Iranian hackers who are largely employees or affiliates of the government are running a big cyberespionage operation equipped with surveillance tools made to outsmart encrypted messaging systems. It is an ability Iran didn’t have a few days ago according to the digital security reports released recently.
According to reports by Check Point Software Technologies which is a cyber-security technology firm and Miaan Group which is a human rights organization that focuses on digital security of Middle East, domestic dissidents, religious and ethnic minorities and anti-government activists abroad are common targets in this operation and can also be used for spying on the general public inside Iran.
The reports were reviewed in advance by The New York Times before their release and they said that the hackers have infiltrated the secure mobile phones and computers belonging to targets by overcoming obstacles created by encrypted applications like Telegram and gaining access to information on WhatsApp as stated by Miaan. Both of them are Iran’s most popular messaging apps. The reports say that hackers have now created malware in disguise of Android applications.
A Telegram spokesperson said that they were not aware of the Iranian hacker operation but no service can prevent getting imitated in “phishing” attacks when someone tries to convince a user to enter their credentials on a malicious website. WhatsApp has however not commented anything on this matter.
The reports also showed important advances in the competency of Iranian intelligence hackers and they come with warnings from Washington stating that Iran is using cybersabotage for influencing US elections.

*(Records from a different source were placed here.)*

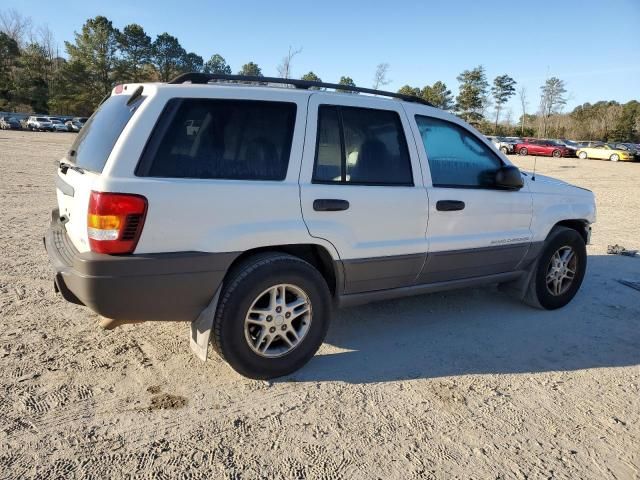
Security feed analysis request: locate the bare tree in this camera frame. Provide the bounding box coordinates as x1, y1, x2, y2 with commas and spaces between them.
518, 86, 529, 136
0, 8, 33, 48
278, 46, 302, 78
373, 62, 391, 90
540, 77, 567, 137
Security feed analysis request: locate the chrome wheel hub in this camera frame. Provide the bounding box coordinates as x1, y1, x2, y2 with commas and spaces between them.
545, 246, 578, 297
244, 284, 312, 358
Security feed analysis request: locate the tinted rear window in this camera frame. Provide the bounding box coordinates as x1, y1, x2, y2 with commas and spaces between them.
138, 99, 296, 180
67, 95, 144, 172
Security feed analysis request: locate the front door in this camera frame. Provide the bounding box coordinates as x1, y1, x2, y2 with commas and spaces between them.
300, 93, 428, 293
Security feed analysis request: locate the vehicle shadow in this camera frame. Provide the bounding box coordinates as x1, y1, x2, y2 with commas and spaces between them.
282, 255, 640, 383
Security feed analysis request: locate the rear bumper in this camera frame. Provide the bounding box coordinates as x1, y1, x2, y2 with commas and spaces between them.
44, 209, 239, 322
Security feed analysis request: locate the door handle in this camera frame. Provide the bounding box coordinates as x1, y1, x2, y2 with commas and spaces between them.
313, 198, 349, 212
436, 200, 464, 212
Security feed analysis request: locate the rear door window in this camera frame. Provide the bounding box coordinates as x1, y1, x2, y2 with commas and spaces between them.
67, 95, 144, 172
313, 105, 413, 186
138, 99, 296, 180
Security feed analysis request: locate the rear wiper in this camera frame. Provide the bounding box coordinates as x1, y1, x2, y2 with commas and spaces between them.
58, 161, 84, 175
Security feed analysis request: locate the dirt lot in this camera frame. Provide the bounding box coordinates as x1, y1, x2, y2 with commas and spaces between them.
0, 132, 640, 479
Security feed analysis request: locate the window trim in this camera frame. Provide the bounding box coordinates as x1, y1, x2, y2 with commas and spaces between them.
414, 113, 511, 192
311, 103, 415, 187
134, 97, 298, 183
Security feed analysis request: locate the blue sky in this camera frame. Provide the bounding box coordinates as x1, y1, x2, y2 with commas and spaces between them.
6, 0, 640, 119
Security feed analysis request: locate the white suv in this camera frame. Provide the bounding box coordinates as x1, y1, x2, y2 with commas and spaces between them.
45, 74, 596, 378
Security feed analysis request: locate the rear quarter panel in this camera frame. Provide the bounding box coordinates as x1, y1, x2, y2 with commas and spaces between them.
94, 85, 337, 258
527, 177, 596, 242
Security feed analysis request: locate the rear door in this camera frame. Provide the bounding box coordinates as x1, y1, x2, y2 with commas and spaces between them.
56, 89, 144, 252
406, 109, 533, 283
300, 93, 428, 293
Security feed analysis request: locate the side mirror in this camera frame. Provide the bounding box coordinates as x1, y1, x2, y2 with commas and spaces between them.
495, 165, 524, 190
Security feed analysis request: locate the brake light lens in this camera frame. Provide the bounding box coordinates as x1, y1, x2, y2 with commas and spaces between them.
87, 192, 147, 254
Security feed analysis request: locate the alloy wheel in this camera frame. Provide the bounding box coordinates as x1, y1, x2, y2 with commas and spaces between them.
244, 284, 313, 358
545, 246, 578, 297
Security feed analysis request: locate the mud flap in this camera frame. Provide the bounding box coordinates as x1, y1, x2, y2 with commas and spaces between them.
189, 284, 222, 362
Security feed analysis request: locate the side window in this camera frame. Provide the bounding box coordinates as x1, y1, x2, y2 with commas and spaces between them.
136, 99, 296, 180
416, 115, 502, 188
313, 105, 413, 186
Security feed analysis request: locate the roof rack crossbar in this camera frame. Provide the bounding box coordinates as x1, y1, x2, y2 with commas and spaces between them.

Federal prosecutors have recently identified two Iranian individuals who said to have hacked into US computers and stole data on behalf of Iran government for financial gain.
Amir Rashidi, who is the director of digital rights and security at Miaan and the researcher for this report stated that Iran’s behaviour on the internet from censorship to hacking has became a lot more aggressive. A report by Check Point’s Intelligence Unit says that the cyberespionage operation was set up in the year 2014 and its full capabilities remained undetected for around six years. Miaan traced the first operation to the month of February in the year 2018 from a email that was targeting Sufi religious group in Iran after a confrontation between their members and Iranian security forces.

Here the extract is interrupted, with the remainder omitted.